MotoSV
MotoSV

Reputation: 2368

Windows Azure and a third-party Windows Service

I am developing a website that I intend to run within Windows Azure using a single Web Role. The site will make use of the Sphinx Search engine which will need to run as a Windows Service. So, my question is this...is it possible to install the Sphinx Search Windows Service inside of a Web Role.

From my initial research into Azure I am thinking "yes" for the reason that the Web Role is a VM running IIS. Therefore I should be able to remote in, install the service, and it should work. :)

Does this sound right?

Upvotes: 0

Views: 1019

Answers (3)

MotoSV
MotoSV

Reputation: 2368

After reading your answers, and thinking about it a bit more, I think dropping the idea of installing a service would be the best course of action. I've been looking at the API for Lucene.NET (this may be the same for Sphinx) and it's possible to encapsulate the writing/managing of indexes, etc, within in code and therefore no need for a service.

For the Azure, there is a library for managing index files using both local and Azure storage which could be of use. Scenarios I've read about show that it's then possible to have a Web Role that will process HTTP requests and perform the searches and a Worker Role to accept DB changes via a queue and have it write them to the indexes.

Upvotes: 0

David Makogon
David Makogon

Reputation: 71041

Installing software via RDP is not a viable solution with Web/Worker role instances, as these changes won't persist. You need to install it either from a startup script or from OnStart(). Since you want to install as a service, that would imply startup script, since it would need elevated permissions. Note: The installer must support unattended mode, where all parameters are specified via command line with no human interaction.

What about scalability? If you have more than one instance of your web role running, can sphinx run across two instances? From what I read, it supports ODBC-compliant databases, and you might be able to use it against Windows Azure SQL Database. If that's the case, can two sphinx engines run on two different machines accessing the same data store? If so, this sounds like a viable solution.
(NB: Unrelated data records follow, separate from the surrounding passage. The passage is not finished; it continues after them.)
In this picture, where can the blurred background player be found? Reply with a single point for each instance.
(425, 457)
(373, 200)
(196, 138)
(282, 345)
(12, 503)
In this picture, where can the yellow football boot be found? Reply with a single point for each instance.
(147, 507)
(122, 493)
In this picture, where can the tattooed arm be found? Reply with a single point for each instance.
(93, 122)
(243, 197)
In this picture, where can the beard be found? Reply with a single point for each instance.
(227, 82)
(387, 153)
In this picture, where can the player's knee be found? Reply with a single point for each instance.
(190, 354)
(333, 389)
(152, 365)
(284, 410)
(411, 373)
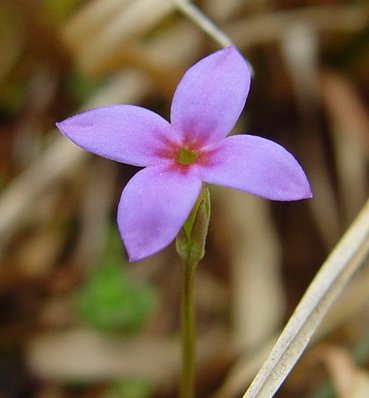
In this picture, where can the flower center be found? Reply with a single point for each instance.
(186, 156)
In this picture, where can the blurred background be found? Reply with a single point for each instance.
(76, 320)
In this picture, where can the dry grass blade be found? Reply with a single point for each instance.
(345, 259)
(206, 24)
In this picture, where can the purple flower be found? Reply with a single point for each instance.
(179, 156)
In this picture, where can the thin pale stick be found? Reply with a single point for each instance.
(345, 259)
(201, 20)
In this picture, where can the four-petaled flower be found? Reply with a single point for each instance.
(179, 156)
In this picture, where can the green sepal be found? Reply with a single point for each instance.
(191, 239)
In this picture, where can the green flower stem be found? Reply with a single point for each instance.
(188, 329)
(190, 244)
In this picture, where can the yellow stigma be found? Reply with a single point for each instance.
(185, 156)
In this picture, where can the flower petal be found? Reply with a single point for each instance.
(258, 166)
(211, 96)
(126, 133)
(153, 207)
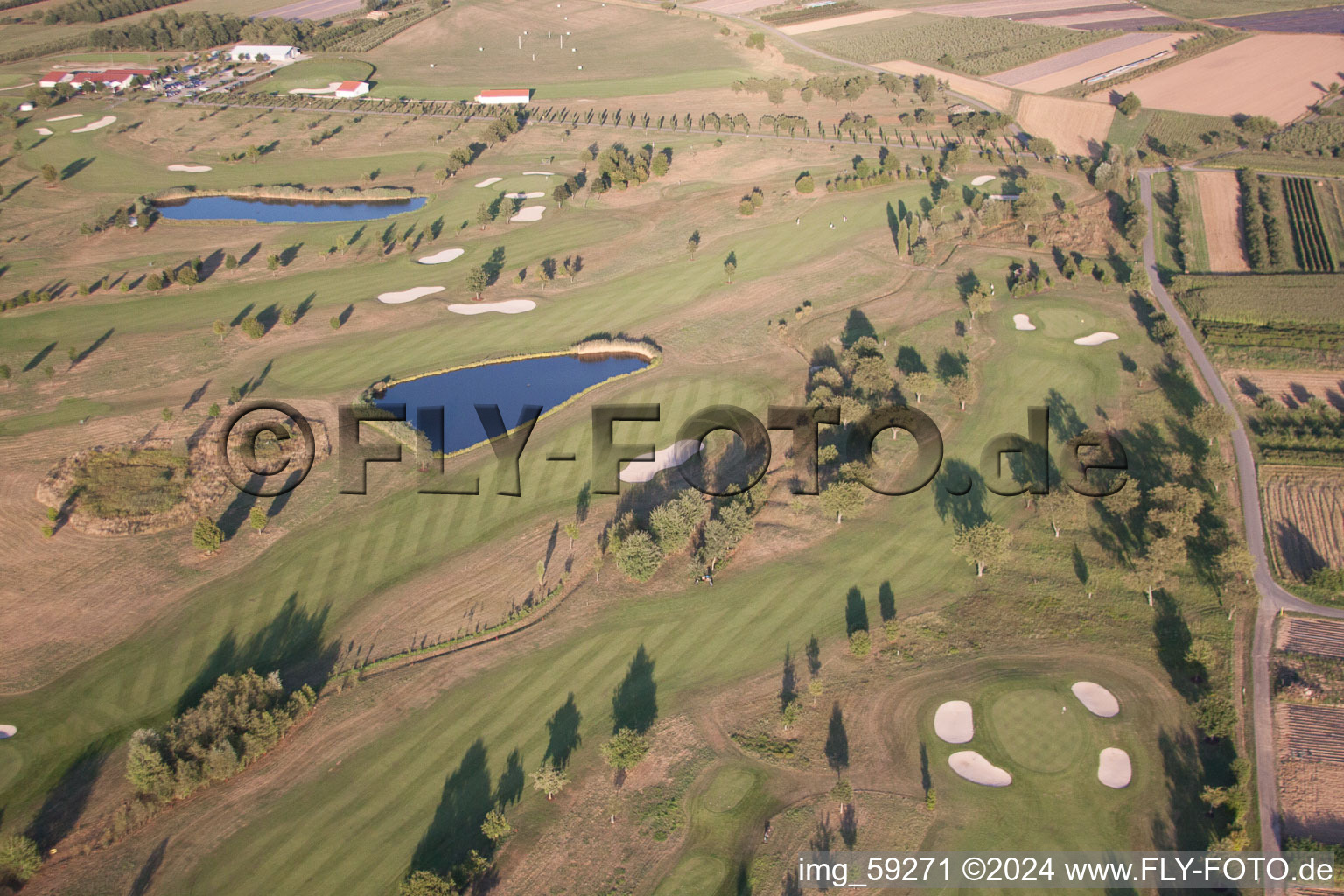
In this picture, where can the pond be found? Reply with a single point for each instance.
(542, 382)
(288, 211)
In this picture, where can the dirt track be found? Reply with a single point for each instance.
(1221, 205)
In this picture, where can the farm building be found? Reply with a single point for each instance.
(504, 97)
(258, 50)
(115, 78)
(351, 89)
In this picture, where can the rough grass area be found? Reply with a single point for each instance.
(975, 46)
(130, 482)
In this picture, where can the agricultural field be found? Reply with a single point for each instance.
(243, 632)
(1274, 75)
(968, 45)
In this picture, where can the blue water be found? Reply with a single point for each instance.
(544, 382)
(290, 211)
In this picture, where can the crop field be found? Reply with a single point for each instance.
(1070, 67)
(1306, 519)
(970, 45)
(1274, 75)
(1075, 125)
(1219, 203)
(1304, 216)
(1319, 20)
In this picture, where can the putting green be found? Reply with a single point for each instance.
(727, 788)
(1033, 732)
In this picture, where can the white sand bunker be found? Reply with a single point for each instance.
(331, 88)
(647, 468)
(95, 125)
(1096, 339)
(438, 258)
(973, 767)
(1097, 699)
(511, 306)
(531, 213)
(408, 294)
(953, 722)
(1115, 768)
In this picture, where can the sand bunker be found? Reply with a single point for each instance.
(408, 294)
(95, 125)
(331, 88)
(511, 306)
(531, 213)
(1097, 699)
(647, 468)
(438, 258)
(973, 767)
(953, 722)
(1115, 768)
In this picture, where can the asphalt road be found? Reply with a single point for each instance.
(1273, 598)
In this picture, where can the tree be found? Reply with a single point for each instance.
(496, 826)
(1060, 508)
(626, 748)
(426, 883)
(920, 383)
(550, 780)
(19, 860)
(476, 281)
(843, 497)
(1151, 569)
(1213, 422)
(983, 544)
(207, 536)
(962, 388)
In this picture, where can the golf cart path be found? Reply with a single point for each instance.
(1273, 597)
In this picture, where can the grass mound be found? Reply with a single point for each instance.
(127, 482)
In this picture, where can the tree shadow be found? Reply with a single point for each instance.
(292, 644)
(837, 740)
(564, 732)
(855, 612)
(60, 810)
(960, 494)
(93, 346)
(145, 876)
(456, 828)
(857, 326)
(634, 703)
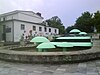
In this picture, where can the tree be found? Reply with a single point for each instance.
(56, 22)
(69, 28)
(85, 22)
(96, 20)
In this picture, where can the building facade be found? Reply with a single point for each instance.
(16, 23)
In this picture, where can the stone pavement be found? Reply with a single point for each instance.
(85, 68)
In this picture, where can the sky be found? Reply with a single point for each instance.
(67, 10)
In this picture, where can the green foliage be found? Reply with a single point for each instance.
(68, 29)
(56, 22)
(85, 22)
(96, 20)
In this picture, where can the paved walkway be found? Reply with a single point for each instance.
(86, 68)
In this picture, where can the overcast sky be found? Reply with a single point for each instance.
(66, 10)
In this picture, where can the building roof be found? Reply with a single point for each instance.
(17, 11)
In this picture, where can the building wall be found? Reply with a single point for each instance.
(29, 18)
(8, 31)
(29, 26)
(15, 26)
(9, 17)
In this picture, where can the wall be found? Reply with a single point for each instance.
(29, 26)
(8, 34)
(29, 18)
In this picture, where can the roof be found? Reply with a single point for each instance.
(15, 12)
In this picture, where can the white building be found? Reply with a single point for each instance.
(16, 23)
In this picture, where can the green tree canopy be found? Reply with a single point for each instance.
(96, 20)
(56, 22)
(85, 22)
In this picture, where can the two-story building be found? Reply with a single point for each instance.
(16, 23)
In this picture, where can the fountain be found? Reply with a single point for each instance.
(58, 51)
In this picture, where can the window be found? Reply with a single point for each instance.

If installation cannot be automated, or you need something additional like MySQL, you may want to consider placing the sphinx search engine inside a Virtual Machine (new in June 2012). Now you can spin up a Windows 2008 Server, RDP into it, configure it exactly how you want it.

Upvotes: 1

Digbyswift
Digbyswift

Reputation: 10410

Strictly speaking yes, you could do that. However this makes the assumption that you would be running on one VM instance and also that the instance would never need restarting.

You should consider looking at Azure worker roles for any functionality that would normally exist as a windows service.